Wherein each R ¹ is independently a branched alkyl group containing 9 to 24 carbons or a linear alkyl group containing 11 to 24 carbons, preferably each R ¹ is independently 9 to 18 carbons. A branched alkyl group containing carbon or a linear alkyl group containing 11 to 18 carbons, more preferably each R ¹ is independently 2-propylheptyl, 2-butyloctyl, 2-pentylnonyl, 2-hexidedecyl, A cleaning composition selected from the group consisting of n-dodecyl, n-tetradecyl, n-hexdecyl, n-octadecyl, isononyl, iso-decyl, iso-tridecyl, iso-pentadecyl. An organic catalyst having the formula:

Wherein each R ¹ is independently a branched alkyl group containing 9 to 24 carbons or a linear alkyl group containing 11 to 24 carbons, preferably each R ¹ is independently 9 to 18 carbons.
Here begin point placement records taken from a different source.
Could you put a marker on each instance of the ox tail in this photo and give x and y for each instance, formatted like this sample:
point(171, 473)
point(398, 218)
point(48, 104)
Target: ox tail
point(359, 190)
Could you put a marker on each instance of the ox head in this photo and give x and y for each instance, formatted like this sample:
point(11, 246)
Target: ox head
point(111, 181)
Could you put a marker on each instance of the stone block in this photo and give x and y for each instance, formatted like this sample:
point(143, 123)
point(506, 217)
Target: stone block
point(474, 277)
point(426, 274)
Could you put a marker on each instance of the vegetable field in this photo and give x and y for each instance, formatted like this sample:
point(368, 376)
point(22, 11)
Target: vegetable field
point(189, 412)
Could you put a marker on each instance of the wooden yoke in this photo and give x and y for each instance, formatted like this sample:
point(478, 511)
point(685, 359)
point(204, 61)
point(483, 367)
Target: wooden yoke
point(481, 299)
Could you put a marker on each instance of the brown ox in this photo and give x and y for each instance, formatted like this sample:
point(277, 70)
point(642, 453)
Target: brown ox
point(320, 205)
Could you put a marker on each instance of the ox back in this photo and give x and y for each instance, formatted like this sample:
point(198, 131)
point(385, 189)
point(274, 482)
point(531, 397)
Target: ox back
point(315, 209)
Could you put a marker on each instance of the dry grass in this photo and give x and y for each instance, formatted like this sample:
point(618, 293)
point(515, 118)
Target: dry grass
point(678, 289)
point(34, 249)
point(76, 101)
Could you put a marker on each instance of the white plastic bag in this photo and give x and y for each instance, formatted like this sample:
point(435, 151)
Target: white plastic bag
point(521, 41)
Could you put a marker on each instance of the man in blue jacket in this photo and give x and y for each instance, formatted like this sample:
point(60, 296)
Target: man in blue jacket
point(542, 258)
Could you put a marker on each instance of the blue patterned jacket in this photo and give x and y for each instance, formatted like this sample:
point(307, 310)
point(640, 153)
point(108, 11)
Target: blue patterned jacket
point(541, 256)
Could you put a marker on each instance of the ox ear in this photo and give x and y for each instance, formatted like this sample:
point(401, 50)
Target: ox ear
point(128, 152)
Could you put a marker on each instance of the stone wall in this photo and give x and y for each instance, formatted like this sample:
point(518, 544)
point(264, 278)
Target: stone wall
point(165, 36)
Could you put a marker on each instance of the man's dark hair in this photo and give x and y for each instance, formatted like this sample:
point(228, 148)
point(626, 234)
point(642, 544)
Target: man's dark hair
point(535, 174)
A branched alkyl group containing carbon or a linear alkyl group containing 11 to 18 carbons, more preferably each R ¹ independently is 2-propylheptyl, 2-butyloctyl, 2-pentylnonyl, 2-hexidedecyl, n The cleaning composition according to claim 1, which is selected from the group consisting of -dodecyl, n-tetradecyl, n-hexaiso-decyl, decyl, n-octadecyl, isononyl, iso-tridecyl, iso-pentadecyl.   A cleaning composition comprising an organic catalyst having an enzyme compatibility value of 70 or more and one or more adjuvant components.   The cleaning composition of claim 4 comprising an organic catalyst having an enzyme compatibility value of 80 or greater.   The cleaning composition according to any one of claims 1 to 5, wherein at least one of the one or more adjuvant components is selected from an activated peroxygen source, an enzyme, a surfactant, and a mixture thereof. .   The cleaning composition according to any one of claims 1 to 6, comprising an activated peroxygen source, an enzyme, and a surfactant as the adjuvant component.   A surface comprising the step of contacting said surface or fabric with a cleaning composition according to any one of claims 1 to 7, and then optionally washing and / or rinsing said surface or fabric or How to wash the fabric.